The story of Mary Jones, he said, was repeated recently when Adriana and Veronica, two young Wichis, who live in the province of Formosa found out that the Bible was being distributed in Wichi and walked 15 kilometers with some artisan work, the only thing they had to offer in exchange.
Adriana and Veronica call us, challenge us and give us strength to continue forward, he said.
He said that the SBA is lobbying so that under Argentina law the fourth Sunday of September be named the National Bible Day. This proposal is supported by representatives from both the Catholic and Evangelical Churches.
During the same ceremony, Salvador Dellutri, president of the SBA, emphasized that the Bible, as the Word of God in eternity, is always integrated in time. When we began the XXI Century, he said, we were filled with hope.
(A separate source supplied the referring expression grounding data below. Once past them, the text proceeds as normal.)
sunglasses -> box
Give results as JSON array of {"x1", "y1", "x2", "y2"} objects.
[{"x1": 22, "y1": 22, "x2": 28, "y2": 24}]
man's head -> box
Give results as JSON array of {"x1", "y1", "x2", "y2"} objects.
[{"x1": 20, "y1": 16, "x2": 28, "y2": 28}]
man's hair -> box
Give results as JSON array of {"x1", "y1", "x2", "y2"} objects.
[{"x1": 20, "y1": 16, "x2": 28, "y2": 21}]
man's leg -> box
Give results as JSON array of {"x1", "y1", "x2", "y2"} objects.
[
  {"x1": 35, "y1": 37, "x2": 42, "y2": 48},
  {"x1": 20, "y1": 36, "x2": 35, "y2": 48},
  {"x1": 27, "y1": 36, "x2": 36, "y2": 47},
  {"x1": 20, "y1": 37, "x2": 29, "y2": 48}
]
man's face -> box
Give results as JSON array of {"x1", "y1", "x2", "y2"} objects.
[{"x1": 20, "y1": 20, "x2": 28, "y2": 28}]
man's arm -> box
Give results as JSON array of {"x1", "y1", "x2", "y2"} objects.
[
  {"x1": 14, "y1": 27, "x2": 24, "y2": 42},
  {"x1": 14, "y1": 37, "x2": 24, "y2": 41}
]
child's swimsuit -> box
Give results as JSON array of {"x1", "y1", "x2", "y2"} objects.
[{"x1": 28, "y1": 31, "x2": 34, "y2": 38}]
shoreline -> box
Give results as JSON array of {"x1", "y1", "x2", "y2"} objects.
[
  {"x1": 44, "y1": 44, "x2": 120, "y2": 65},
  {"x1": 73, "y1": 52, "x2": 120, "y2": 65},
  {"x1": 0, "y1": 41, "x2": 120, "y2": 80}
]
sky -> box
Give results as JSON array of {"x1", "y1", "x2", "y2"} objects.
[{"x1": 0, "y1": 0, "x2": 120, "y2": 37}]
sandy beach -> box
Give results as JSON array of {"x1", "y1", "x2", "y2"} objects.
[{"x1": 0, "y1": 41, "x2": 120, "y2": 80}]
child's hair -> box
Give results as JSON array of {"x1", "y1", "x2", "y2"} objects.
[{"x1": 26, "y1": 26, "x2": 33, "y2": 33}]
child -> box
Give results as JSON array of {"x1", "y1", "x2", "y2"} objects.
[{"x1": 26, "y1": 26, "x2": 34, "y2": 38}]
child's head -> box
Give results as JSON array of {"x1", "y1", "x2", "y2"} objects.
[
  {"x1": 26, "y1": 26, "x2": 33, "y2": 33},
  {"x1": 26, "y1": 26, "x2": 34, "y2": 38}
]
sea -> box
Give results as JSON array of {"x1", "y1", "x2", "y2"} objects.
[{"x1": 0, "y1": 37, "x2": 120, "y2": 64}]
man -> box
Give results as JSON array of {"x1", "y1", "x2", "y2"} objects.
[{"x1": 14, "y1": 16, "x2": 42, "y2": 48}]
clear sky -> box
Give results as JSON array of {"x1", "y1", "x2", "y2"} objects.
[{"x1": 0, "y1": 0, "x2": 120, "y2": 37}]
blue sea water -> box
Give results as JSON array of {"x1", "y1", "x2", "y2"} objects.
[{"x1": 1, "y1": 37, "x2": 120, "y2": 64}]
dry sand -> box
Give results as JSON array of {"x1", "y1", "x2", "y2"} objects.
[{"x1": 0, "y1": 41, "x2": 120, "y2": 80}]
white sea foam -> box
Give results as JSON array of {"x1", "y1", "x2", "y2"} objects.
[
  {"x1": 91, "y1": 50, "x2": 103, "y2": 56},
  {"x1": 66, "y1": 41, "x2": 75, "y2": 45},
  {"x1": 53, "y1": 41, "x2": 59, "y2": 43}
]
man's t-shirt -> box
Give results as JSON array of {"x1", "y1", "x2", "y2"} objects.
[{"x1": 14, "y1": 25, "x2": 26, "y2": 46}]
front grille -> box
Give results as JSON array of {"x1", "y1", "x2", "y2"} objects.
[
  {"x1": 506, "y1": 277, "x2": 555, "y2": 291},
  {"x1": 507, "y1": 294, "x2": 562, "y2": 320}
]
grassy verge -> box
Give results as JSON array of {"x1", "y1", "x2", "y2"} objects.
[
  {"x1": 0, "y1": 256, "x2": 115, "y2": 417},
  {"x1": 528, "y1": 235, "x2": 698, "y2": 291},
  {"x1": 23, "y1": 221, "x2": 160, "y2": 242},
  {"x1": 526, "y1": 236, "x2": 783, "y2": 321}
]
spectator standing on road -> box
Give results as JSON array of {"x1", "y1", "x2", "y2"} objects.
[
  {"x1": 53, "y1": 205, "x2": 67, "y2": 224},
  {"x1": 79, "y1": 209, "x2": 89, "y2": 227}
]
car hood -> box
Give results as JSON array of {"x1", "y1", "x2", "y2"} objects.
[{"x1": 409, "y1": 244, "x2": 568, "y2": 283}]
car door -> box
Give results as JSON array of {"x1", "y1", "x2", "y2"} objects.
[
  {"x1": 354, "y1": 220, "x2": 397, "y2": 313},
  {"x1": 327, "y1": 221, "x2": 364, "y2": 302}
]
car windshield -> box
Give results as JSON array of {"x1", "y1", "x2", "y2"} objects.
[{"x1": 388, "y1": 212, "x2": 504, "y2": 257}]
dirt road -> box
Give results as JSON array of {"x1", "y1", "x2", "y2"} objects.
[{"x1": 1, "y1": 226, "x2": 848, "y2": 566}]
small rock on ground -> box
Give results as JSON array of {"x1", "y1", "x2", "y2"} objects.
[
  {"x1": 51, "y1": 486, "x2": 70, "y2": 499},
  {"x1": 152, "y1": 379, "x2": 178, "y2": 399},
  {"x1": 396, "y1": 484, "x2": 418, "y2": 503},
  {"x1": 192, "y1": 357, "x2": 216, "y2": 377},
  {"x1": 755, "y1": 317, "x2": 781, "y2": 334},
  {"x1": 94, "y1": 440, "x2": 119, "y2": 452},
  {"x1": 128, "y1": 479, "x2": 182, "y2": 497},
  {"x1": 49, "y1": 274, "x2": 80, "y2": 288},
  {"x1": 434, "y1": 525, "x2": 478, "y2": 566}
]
However, the short road we have traveled is showing us that this optimism is unfounded: intolerance, violence, hatred, death, oppression, hunger and misery occupy front and center stage.
We are before violence of an international scale. However, the most shameful and terrible thing is that in some cases the name of Jesus Christ is used to justify "preventive wars against evil" and they attempt to disguise voracity under the label of "just war" or, worse yet, "a holy war."
However, together with the openly war-based violence there is another violence: that of misery and poverty. Selfishness, ambition and materialism dominate the world scene. Powerful transnational capital impose a neoliberal model and insist on a universal market, responding to the most unjust and unfair capitalist interest in human history, said Dellutri.
We are moving toward a future, he said, where 500 million people will live in opulence while 5.5 billion will sink in hunger and misery.
If the international panorama is not encouraging, what is happening in Argentina is also extremely serious. We live in a bankrupt nation, marked by profound social problems and frightening poverty and misery. We live in the midst of terror, faced with constant insecurity, confused by the imprecise lines between criminals and public servants, said Dellutri.
Today, theft, death and destruction seem to have overtaken our society. For this we must turn our eyes and heart to Jesus Christ, because he is the only one who can give us true life. As Argentines we must call each other to true repentance. Without this spiritual renewal that will truly change our conduct there will be no future. Today, we are surrounded by shadows that frighten us. It is time to stand before God, with our face to the sun, he concluded.